The Search For Truth

I just read a cool little article in Wired about "The Golden Compass." I wasn't aware until recently that there are conservative religious groups who are boycotting this film because of its anti-theistic story line. The article suggested that director Chris Weitz had broadened the meaning of the film to include any dogmatic authority, religious or otherwise. Philip Pullman, author of "His Dark Materials" which is the literary basis for "The Golden Compass" is reputed to concur with Weitz that book is ultimately about dogmatic authority more than specific religious entities.

The upshot in my mind is that boycotting a film like this does nothing more than prove that Christians are afraid of challenge. We (I say we to try to bring a little bit of unity to Christendom in this discussion despite my supposition that I have very little in common with the average American boycotter) give credence to the idea that what we believe in is a poorly constructed house of cards that will be downed by the slightest breeze of question.

In reality, at least as I see it, the God I believe in has no desire to create a dogmatic authority on earth by which to control its inhabitants. Rather He seeks relationship with each of us which, like any relationship, will have ups and downs and doubts and joys, etc.

If the foundation for my relationship with God was as fragile as "atheists" say it is and freaked out Christians apparently think it is, then I'd better be picketing every piece of art, rhetoric or legislation that challenges it in any way.

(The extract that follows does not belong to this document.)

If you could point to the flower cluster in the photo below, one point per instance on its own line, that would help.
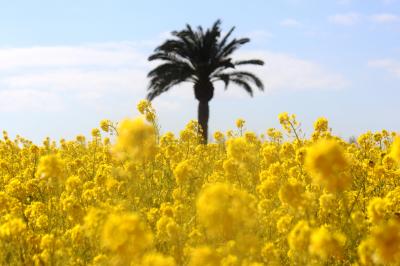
(130, 196)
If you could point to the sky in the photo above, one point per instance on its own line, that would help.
(66, 65)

If the foundation for my relationship with God is truth then what can possibly shake it? Are questions about the nature of gravity going to make it hurt any less when I fall? Does an in-depth look into our physical world threaten to unravel its very existence? Of course not. The rub is that we can empirically measure physical properties of the natural world whereas in the spiritual we're left to rely almost exclusively on faith. Does this make the spiritual any less real, any less true? Is the nature of faith so subjective that we each create a truth of our own to govern our lives and potential afterlives?

If it is, then what's all the fuss about?

So bring on the questions. Bring on the winds of scrutiny and doubt. If I'm deluded, I want to know. How else than by a constant search for truth will any of us ever come into even a glimpse of what it may be?